Kita sangat membutuhkan kedekatan
dengan Allah Swt. Sebab ketika memikirkan keberadaan diri, kita menyadari bahwa
Dia-lah yang telah menganugrahkannya kepada kita: Adakah sesuatu pencipta selain Allah yang dapat memberikan rezeki
kepada kamu dari langit dan bumi?(al-Fathîr: 3) Dan pabila kita hendak
memikirkan seluruh gerakan kita dalam hidup, kita tahu bahwa semua itu berasal
dari nikmat Allah Swt. Dan apa saja
nikmat yang ada pada kamu, maka dari Allah-lah (datangnya).(al-Nahl: 53) Dan jika kamu menghitung-hitung nikmat
Allah, niscaya kamu tak dapat menentukan jumlahnya.(al-Nahl: 18)
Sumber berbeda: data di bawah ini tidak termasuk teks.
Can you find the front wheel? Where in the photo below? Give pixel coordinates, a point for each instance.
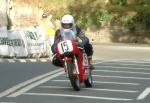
(74, 78)
(89, 81)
Kebaikan Dibalas Keburukan
Kita tahu bahwa kehidupan dengan
berbagai nikmatnya berasal dari Allah dan berada dalam lingkup
pemeliharaan-Nya. Bahkan Allah Swt tetap menganugrahkan kenikmatan pada kita
sekalipun kita bermaksiat dan menjauhkan diri dari kewajiban-kewajiban yang
ditetapkan-Nya. Inilah yang diungkapkan Imam Ali Zainal Abidin bin Husain dalam
doa Abu Hamzah al-Tsimali, "Engkau menanamkan cinta pada kami dan kami
membalas-Mu dengan berbuat dosa-dosa." "Kebaikan-Mu turun pada kami
dan kejahatan kami naikkan pada-Mu." Allah Swt memberi kita makanan,
minuman, dan tempat tinggal, sementara kita menggunjing, mengadu domba,
berzinah, memakan harta secara batil, dan menyebarkan fitnah. Dalam doa Abu
Hamzah disebutkan, "Malaikat mulia (pencatat amal perbuatan) senantiasa
datang kepada-Mu setiap hari dengan membawa amal buruk (kami)." Merekalah
para malaikat yang memberikan laporan amal perbuatan kita. "Hal itu tidak
menghalangi-Mu meliputi kami dengan nikmat-nikmat-Mu dan Engkau muliakan kami
dengan anugrah-anugrah-Mu. Mahasuci Engkau, sungguh Engkau Mahabijak,
Mahaagung, Mahamulia. Engkau Pencipta dan tempat kembali."
Cinta Allah
Kita sudah tahu bahwa segala hal
yang kita miliki di alam mahaluas ini dan apa yang ada pada diri kita berasal
dari Allah Swt, Sang Pencipta. Mahasucilah
Allah, Pencipta yang paling baik.(al-Mu'minûn: 14) Segala sesuatu di alam
ini, seperti air, udara, sel-sel, dan organ tubuh manusia, semata-mata adalah
ciptaan Allah Swt. Apakah mungkin kita merasa tidak butuh kepada Tuhan yang
telah menganugrahkan kehidupan pada alam semesta dan manusia?
Kita bergantung
pada Allah
Kita
bergantung pada Allah Swt dengan segenap keberadaan kita, termasuk di saat
kematian menjelang atau sewaktu berdiri di hadapan-Nya. Ini mengharuskan kita
menjalin hubungan yang kokoh dengan Allah Swt. Bagaimana kita bisa mengokohkan
hubungan dengan orang lain berdasarkan kepentingan-kepentingan, sementara kita
tidak menjalin hubungan yang erat dengan Allah Swt dan memupuk cinta
kepada-Nya, padahal kita sangat butuh dekat dengan-Nya?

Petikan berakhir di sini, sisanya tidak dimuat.